Jumat, 07 September 2012 (15:39)
Jambi,Korem 042/Garuda putih Danrem 042/Gapu Kolonel Kav Hasto PR Yuwono,S.IP memberikan Materi Wawasan Kebangsaan dan 4 Pilar Kebangsaan kepada para Mahasiswa dan Mahasiswi AKPER Garuda Putih Jum’at Tanggal 7 September 2012 bertempat di Kampus AKPER Garuda Putih Kota Jambi.

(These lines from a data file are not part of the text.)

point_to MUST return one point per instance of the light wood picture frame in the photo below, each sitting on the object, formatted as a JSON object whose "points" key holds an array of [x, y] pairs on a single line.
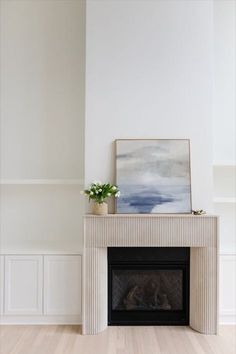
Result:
{"points": [[153, 176]]}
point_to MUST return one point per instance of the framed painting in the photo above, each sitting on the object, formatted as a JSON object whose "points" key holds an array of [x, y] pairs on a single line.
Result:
{"points": [[153, 176]]}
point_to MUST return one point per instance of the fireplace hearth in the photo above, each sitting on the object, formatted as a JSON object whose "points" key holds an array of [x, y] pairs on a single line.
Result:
{"points": [[148, 285]]}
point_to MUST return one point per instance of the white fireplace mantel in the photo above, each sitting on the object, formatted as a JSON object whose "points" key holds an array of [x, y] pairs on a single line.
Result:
{"points": [[200, 233]]}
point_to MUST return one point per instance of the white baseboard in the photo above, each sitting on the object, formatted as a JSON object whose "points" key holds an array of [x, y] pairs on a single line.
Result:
{"points": [[40, 320], [228, 317]]}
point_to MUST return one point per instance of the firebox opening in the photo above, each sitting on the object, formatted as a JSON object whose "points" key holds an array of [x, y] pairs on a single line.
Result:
{"points": [[148, 285]]}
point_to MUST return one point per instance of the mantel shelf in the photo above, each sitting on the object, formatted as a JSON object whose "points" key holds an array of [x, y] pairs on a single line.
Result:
{"points": [[224, 200]]}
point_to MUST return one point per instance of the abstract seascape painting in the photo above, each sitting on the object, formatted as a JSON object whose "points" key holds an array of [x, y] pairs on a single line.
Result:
{"points": [[153, 176]]}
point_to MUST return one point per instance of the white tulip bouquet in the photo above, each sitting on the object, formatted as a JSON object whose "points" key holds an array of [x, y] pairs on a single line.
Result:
{"points": [[99, 191]]}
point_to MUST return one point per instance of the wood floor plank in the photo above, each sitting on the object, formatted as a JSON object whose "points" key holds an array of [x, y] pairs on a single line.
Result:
{"points": [[115, 340]]}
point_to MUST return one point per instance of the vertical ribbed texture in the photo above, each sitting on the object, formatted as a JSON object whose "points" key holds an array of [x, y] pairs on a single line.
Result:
{"points": [[95, 290], [198, 232], [203, 290]]}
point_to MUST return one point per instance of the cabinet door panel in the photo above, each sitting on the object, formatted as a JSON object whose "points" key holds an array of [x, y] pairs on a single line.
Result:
{"points": [[62, 288], [23, 285], [1, 283]]}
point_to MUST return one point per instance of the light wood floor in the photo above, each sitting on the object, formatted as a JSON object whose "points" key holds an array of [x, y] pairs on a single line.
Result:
{"points": [[115, 340]]}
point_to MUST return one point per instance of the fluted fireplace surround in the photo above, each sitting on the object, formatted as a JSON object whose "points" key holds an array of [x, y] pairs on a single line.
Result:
{"points": [[200, 233]]}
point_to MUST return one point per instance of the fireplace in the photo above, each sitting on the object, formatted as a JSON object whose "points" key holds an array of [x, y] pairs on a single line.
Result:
{"points": [[197, 233], [148, 285]]}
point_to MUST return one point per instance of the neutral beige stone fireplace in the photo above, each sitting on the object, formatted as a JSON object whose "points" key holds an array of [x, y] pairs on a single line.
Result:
{"points": [[200, 233]]}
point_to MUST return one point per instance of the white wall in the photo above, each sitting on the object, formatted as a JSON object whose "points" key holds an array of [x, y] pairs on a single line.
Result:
{"points": [[42, 122], [224, 124], [149, 75], [224, 149]]}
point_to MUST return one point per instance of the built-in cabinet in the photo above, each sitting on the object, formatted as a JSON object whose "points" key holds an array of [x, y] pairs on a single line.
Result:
{"points": [[62, 285], [1, 283], [225, 207], [23, 285], [40, 285]]}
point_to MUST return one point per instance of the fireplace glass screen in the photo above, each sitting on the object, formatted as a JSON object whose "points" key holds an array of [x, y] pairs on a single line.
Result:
{"points": [[148, 285], [147, 290]]}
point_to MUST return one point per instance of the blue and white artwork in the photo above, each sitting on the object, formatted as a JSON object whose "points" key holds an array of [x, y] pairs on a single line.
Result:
{"points": [[153, 176]]}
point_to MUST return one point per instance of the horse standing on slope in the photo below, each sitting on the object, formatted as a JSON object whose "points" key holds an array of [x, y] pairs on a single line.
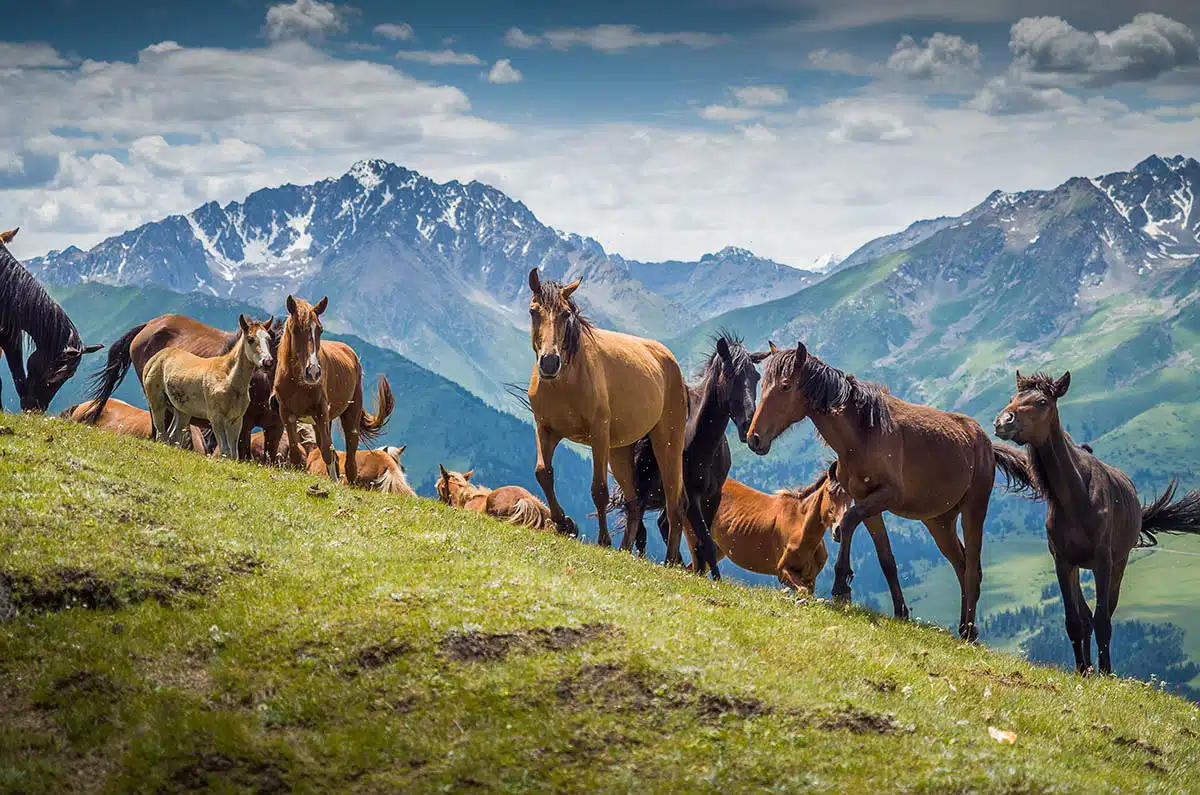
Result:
{"points": [[513, 504], [916, 461], [216, 389], [25, 308], [323, 382], [1093, 516], [139, 344], [607, 390]]}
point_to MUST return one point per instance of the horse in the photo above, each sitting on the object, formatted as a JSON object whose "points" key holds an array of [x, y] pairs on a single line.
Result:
{"points": [[1093, 516], [607, 390], [258, 450], [216, 389], [130, 420], [513, 504], [141, 342], [729, 382], [780, 533], [25, 308], [377, 470], [916, 461], [323, 382]]}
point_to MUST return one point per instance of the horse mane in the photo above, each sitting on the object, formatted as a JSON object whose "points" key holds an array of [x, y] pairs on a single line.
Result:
{"points": [[551, 294], [25, 305], [828, 389]]}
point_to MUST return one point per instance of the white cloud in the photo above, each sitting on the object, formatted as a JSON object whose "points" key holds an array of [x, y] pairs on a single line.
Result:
{"points": [[29, 55], [609, 39], [504, 72], [757, 96], [941, 55], [401, 31], [1053, 51], [305, 19], [439, 57]]}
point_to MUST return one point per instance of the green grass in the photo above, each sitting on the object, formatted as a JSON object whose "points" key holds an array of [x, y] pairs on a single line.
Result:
{"points": [[187, 623]]}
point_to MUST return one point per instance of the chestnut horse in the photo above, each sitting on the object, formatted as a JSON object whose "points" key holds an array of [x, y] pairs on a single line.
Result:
{"points": [[916, 461], [180, 386], [511, 504], [1093, 518], [780, 533], [139, 344], [324, 382], [119, 417], [377, 470], [607, 390]]}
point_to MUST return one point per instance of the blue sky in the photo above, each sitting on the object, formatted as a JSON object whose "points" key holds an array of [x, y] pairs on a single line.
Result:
{"points": [[793, 127]]}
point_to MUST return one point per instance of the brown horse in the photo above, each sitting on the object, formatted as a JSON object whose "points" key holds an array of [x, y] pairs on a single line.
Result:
{"points": [[916, 461], [1093, 518], [780, 533], [323, 382], [607, 390], [511, 504], [119, 417], [376, 471], [139, 344]]}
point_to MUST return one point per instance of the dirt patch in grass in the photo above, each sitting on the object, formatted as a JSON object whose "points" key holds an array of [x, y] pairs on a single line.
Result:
{"points": [[490, 647]]}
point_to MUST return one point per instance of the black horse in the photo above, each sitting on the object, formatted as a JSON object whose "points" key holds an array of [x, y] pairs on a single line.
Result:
{"points": [[25, 308], [727, 387]]}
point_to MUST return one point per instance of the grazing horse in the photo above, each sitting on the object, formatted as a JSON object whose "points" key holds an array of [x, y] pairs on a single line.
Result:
{"points": [[139, 344], [916, 461], [729, 383], [25, 308], [513, 504], [130, 420], [323, 382], [607, 390], [780, 533], [1093, 516], [216, 389], [377, 470]]}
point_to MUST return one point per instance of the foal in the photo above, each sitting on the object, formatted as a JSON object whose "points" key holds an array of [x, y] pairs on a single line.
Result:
{"points": [[1093, 518], [215, 389], [513, 504]]}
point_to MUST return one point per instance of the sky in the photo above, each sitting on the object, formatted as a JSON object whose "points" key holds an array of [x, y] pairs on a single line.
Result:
{"points": [[797, 129]]}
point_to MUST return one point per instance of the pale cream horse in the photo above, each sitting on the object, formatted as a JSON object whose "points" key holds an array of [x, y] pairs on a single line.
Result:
{"points": [[216, 389]]}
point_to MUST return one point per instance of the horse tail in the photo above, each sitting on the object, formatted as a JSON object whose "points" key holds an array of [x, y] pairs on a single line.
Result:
{"points": [[532, 513], [371, 425], [1014, 465], [105, 381], [1167, 516]]}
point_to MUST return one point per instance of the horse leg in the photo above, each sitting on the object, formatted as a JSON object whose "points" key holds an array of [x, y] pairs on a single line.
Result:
{"points": [[887, 563], [547, 440], [1072, 597], [1103, 620]]}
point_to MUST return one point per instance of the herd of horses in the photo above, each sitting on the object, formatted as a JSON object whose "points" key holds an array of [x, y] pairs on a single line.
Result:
{"points": [[664, 442]]}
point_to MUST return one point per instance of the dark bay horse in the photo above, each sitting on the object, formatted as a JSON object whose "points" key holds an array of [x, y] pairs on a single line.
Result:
{"points": [[25, 308], [137, 346], [916, 461], [607, 390], [1093, 516], [727, 389], [323, 381]]}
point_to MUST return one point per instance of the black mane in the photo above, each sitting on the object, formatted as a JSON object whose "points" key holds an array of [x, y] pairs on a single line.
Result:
{"points": [[27, 306], [828, 389]]}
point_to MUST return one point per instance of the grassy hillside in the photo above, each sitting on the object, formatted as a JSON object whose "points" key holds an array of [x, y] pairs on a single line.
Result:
{"points": [[187, 623]]}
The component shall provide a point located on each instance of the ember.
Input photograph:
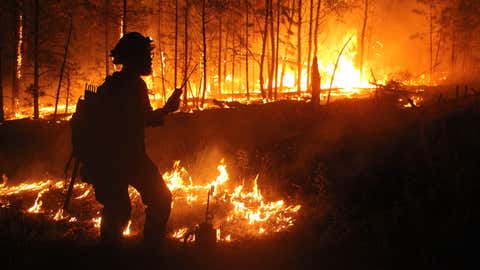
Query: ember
(239, 212)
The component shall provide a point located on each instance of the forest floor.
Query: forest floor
(381, 186)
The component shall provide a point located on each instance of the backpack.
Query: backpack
(86, 124)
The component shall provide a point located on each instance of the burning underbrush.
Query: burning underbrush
(237, 211)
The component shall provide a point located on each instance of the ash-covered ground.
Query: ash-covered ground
(381, 186)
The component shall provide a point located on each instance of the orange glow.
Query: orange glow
(245, 212)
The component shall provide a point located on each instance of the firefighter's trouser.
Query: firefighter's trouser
(112, 193)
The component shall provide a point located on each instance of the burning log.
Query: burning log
(227, 104)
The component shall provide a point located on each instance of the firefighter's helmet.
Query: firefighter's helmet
(131, 46)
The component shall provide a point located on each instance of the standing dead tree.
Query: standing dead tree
(335, 67)
(62, 69)
(204, 58)
(36, 113)
(299, 49)
(107, 49)
(185, 59)
(246, 47)
(362, 38)
(2, 115)
(264, 45)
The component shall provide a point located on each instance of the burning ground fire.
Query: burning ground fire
(238, 212)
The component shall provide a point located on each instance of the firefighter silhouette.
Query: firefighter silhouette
(122, 159)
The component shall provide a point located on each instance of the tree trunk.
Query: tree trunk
(204, 41)
(362, 39)
(68, 92)
(315, 35)
(18, 55)
(219, 68)
(246, 48)
(272, 51)
(299, 49)
(335, 68)
(62, 69)
(2, 114)
(431, 42)
(276, 49)
(310, 28)
(264, 44)
(185, 59)
(160, 50)
(107, 49)
(315, 82)
(124, 18)
(36, 113)
(233, 62)
(289, 30)
(176, 47)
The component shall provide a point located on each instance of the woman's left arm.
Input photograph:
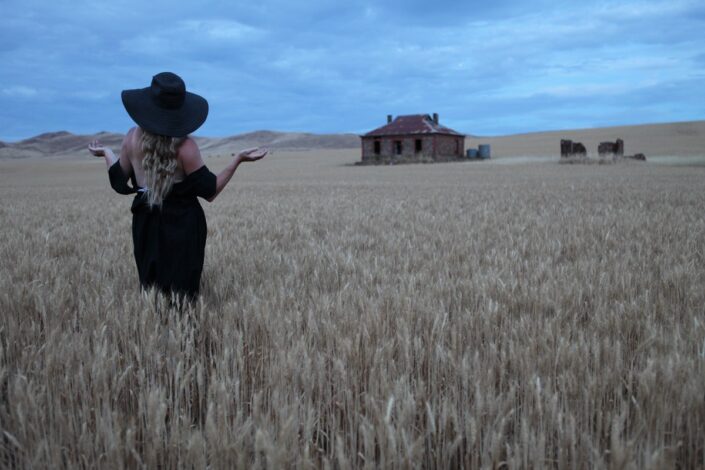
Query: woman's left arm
(117, 174)
(99, 150)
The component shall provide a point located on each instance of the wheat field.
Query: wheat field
(460, 315)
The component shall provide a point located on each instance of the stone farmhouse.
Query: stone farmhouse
(416, 137)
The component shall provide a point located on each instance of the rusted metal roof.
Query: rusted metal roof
(412, 124)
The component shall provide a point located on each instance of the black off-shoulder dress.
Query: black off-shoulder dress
(169, 241)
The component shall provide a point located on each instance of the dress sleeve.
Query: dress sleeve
(201, 183)
(118, 180)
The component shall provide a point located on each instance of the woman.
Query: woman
(167, 174)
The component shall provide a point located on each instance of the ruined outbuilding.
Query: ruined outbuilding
(416, 137)
(572, 149)
(615, 149)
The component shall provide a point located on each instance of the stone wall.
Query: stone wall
(446, 147)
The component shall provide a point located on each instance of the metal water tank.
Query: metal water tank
(484, 151)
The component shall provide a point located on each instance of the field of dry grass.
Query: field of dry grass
(458, 315)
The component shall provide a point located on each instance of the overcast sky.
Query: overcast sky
(488, 68)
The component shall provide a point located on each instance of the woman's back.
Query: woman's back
(135, 153)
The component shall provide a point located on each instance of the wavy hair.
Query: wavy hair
(159, 164)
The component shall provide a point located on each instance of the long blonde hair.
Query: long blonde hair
(159, 164)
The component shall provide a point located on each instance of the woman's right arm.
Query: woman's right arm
(191, 160)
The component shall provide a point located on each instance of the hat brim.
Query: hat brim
(178, 122)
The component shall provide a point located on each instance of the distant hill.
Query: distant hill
(669, 139)
(63, 144)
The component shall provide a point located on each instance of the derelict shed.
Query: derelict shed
(412, 137)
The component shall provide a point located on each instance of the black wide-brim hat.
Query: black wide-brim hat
(165, 107)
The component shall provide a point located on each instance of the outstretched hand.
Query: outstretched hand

Danrem 042/Gapu Menjelaskan bahwa Wawasan kebangsaan ialah cara pandang bangsa Indonesia berdasarkan Pancasila dan Undang-Undang Dasar 1945 tentang diri dan lingkungannya dalam mengekspresikan diri di tengah-tengah kehidupan antar bangsa di dunia. Dihadapkan kepada kondisi pemahaman kesadaran berbangsa dan bernegara, maka masalah pokok yang perlu dipecahkan bersama adalah bagaimana membangun kesadaran dan kemampuan Bela Negara dikalangan bangsa Indonesia yang berdasarkan pemahaman wawasan nusantara dalam rangka membangun ketahanan nasional. Setiap orang tentu memiliki rasa kebangsaan dan memiliki wawasan kebangsaan dalam perasaan atau pikiran, paling tidak di dalam hati nuraninya. Dalam realitas, rasa kebangsaan itu seperti sesuatu yang dapat dirasakan tetapi sulit dipahami. Namun ada getaran atau resonansi dan pikiran ketika rasa kebangsaan tersentuh. Rasa kebangsaan bisa timbul dan terpendam secara berbeda dari orang per orang dengan naluri kejuangannya masing-masing, tetapi bisa juga timbul dalam kelompok yang berpotensi dasyat luar biasa kekuatannya.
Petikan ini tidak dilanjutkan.